The carrier said its efforts are based on its participation in the White House Supply Chain Disruptions Task Force. 

CMA CGM said it has sent 14 extra loaders with expedited cargo to Southern California in the past year to alleviate shipment backlogs and increased the number of available truck chassis in the region. The company said it plans to increase vessel capacity up to 16% for services calling the U.S. in the coming months.

“CMA CGM Group is committed to doing everything we can to assist in improving overall supply chain velocity in southern California.
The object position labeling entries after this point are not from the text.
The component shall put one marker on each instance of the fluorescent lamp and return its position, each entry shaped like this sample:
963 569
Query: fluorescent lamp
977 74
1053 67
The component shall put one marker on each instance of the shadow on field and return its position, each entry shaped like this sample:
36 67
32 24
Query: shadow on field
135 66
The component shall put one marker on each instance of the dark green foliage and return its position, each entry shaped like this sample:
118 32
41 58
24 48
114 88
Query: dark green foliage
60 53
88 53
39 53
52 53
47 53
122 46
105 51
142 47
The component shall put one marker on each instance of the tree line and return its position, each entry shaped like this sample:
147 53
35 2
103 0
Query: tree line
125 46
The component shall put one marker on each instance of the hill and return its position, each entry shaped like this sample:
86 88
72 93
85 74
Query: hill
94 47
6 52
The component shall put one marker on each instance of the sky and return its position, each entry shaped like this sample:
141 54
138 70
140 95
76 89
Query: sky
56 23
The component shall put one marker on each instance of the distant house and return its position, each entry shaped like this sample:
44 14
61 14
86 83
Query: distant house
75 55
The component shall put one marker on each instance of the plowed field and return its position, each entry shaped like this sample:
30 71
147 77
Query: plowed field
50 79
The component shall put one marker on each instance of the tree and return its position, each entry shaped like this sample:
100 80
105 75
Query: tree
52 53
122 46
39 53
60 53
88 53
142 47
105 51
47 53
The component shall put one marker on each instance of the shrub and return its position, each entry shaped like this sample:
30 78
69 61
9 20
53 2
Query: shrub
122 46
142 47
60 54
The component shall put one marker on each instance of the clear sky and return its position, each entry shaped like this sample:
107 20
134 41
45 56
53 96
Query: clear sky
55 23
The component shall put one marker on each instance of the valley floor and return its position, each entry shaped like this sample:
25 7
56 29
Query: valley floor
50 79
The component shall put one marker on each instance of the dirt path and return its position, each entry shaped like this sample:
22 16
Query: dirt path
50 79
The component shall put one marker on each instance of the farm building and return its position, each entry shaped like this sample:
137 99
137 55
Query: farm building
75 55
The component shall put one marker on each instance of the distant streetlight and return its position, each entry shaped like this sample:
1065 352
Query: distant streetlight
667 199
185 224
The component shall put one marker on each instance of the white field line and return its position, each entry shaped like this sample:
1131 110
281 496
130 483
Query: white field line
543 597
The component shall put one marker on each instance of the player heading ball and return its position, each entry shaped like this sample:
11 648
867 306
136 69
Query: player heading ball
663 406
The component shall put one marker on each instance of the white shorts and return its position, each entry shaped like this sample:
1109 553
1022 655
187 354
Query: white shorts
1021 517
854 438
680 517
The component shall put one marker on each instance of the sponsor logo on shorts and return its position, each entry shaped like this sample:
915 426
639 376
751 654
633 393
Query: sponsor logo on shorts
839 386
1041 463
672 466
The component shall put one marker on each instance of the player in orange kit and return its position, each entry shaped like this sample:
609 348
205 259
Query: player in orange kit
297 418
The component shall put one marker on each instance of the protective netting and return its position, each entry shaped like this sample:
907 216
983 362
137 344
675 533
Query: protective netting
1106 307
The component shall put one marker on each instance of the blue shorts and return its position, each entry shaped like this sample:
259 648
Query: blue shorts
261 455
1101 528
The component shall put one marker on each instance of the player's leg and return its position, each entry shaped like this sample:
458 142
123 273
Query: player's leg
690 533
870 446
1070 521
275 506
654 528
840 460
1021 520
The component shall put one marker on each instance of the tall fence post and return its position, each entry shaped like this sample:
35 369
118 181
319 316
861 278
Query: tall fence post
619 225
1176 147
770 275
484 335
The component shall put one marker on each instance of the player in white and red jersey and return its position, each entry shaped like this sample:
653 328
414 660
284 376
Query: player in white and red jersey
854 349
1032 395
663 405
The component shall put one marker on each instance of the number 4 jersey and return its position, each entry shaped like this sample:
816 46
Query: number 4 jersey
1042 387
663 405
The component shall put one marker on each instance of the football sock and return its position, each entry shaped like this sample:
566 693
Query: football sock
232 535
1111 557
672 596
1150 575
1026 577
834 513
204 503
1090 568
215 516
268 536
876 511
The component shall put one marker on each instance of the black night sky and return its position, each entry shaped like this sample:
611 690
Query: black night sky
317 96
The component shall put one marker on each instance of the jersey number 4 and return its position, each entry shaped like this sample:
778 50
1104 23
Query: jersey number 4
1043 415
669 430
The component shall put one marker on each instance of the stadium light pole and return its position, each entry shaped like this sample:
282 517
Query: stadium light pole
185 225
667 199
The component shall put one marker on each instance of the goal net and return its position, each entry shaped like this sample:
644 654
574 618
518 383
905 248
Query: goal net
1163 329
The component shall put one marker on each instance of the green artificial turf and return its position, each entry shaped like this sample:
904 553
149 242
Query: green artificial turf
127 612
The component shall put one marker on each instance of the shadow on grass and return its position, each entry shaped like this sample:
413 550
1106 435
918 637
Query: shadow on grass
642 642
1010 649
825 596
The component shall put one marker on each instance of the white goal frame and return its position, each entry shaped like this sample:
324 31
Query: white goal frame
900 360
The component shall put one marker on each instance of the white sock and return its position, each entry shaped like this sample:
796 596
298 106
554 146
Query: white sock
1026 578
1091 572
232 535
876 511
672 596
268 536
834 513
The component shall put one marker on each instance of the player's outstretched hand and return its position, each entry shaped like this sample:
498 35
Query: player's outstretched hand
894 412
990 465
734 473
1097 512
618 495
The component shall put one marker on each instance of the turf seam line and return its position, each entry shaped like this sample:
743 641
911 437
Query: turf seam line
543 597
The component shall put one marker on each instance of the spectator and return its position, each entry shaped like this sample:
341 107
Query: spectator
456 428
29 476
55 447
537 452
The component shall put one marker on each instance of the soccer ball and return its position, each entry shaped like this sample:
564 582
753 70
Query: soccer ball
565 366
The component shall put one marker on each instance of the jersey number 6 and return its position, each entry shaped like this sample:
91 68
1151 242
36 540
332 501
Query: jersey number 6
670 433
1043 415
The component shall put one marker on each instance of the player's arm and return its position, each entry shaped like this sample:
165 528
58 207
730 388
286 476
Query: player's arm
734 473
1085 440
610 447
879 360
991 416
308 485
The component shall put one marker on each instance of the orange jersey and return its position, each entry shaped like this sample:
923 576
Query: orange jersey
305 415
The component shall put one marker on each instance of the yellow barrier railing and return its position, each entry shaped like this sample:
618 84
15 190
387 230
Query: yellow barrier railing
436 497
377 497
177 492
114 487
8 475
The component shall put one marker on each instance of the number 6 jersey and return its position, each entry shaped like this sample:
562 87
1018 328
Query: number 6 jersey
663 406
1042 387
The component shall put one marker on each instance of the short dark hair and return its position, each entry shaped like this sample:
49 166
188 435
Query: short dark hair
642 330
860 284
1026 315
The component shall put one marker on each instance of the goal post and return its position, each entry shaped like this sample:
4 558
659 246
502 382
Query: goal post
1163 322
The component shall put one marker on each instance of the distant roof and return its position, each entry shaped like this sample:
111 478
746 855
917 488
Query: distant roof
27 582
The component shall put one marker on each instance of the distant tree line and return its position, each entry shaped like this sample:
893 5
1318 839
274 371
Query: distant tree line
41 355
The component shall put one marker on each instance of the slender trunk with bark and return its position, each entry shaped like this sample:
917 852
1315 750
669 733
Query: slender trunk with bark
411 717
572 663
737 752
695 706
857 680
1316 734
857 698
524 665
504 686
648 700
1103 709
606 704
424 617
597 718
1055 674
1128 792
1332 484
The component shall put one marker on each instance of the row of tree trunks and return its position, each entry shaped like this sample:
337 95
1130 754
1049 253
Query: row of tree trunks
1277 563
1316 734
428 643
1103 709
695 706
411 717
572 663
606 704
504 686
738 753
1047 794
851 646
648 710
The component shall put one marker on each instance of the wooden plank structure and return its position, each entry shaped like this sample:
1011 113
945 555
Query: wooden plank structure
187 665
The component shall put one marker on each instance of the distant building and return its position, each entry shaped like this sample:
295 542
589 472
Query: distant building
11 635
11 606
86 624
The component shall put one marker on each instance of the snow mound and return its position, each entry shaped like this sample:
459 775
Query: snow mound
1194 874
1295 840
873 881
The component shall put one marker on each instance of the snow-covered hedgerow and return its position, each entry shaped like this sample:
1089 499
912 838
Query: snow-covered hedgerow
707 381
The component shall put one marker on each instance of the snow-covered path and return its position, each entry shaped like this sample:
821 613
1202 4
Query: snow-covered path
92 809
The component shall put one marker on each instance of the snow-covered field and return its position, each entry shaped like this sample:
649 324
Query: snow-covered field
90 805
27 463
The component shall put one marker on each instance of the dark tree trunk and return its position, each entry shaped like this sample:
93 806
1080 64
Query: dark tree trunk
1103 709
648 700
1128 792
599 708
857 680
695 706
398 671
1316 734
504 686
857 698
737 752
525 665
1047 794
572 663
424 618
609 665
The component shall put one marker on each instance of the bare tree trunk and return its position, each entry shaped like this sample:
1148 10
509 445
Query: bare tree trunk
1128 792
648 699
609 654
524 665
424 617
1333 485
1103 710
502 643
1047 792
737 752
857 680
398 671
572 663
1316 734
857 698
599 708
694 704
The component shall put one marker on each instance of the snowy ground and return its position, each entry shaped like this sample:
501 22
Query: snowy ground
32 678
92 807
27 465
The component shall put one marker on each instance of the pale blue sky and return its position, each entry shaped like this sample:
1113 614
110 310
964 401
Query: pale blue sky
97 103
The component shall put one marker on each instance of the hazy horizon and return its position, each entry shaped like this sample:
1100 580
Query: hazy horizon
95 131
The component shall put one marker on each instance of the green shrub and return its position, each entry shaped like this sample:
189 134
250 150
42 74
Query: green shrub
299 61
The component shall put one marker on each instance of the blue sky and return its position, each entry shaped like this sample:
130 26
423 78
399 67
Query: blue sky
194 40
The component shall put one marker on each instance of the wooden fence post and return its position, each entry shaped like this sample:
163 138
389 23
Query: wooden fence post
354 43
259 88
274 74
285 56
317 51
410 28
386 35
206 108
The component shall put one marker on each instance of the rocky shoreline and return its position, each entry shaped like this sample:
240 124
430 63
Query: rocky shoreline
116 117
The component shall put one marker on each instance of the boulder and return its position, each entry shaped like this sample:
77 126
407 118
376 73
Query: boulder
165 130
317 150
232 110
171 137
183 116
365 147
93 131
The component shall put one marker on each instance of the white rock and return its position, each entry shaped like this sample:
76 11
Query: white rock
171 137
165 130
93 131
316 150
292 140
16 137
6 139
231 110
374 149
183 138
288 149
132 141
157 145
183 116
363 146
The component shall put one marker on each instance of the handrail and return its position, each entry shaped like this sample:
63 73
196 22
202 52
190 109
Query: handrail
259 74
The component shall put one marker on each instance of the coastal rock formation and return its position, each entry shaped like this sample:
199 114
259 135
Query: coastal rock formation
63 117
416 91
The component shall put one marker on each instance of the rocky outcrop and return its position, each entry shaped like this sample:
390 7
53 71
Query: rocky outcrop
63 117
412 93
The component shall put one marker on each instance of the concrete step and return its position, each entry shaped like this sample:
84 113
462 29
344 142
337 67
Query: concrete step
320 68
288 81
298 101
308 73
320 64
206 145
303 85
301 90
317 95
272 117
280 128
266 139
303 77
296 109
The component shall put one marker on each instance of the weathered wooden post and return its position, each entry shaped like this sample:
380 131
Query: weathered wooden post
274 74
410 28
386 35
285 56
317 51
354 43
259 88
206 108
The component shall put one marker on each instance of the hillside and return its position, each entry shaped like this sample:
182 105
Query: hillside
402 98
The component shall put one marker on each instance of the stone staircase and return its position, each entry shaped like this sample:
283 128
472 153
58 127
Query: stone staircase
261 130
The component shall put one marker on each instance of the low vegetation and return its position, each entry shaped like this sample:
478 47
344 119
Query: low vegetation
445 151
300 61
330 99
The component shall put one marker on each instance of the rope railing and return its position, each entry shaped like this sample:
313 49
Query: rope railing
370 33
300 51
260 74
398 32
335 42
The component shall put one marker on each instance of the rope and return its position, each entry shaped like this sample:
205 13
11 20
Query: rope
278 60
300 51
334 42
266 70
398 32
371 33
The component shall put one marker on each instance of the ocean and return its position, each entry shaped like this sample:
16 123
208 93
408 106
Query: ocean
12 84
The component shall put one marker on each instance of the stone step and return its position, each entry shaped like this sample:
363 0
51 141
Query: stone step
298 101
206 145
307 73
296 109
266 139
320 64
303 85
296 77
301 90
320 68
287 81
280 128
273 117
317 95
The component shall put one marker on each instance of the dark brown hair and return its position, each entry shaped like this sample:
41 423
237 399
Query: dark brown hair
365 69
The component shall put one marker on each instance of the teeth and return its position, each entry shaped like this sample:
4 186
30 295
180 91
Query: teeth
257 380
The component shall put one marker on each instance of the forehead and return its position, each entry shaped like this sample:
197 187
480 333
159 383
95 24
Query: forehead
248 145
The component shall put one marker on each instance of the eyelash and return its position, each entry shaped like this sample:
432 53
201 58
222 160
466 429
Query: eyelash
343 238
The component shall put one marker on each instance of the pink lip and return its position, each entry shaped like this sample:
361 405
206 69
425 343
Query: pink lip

By incentivizing the movement of containers off the terminals and ensuring pickups can be made on nights and weekend at FMS, we will decrease truck turn times and expedite the flow of goods into the United States,” said Ed Aldridge, president of CMA CGM and APL North America, in a statement. 

On Tuesday, Labor Secretary Marty Walsh will tour the San Pedro Bay ports with Los Angeles Mayor Eric Garcetti and local union officials representing longshoremen to further highlight the administration’s efforts to help reduce port bottlenecks around the country.

It is the third stop for Walsh at a major port in the past month, following meetings at the ports of Philadelphia and Charleston, South Carolina. Earlier in November, the Biden administration released a Port Action Plan and the president signed major infrastructure legislation that includes $17 billion for port projects.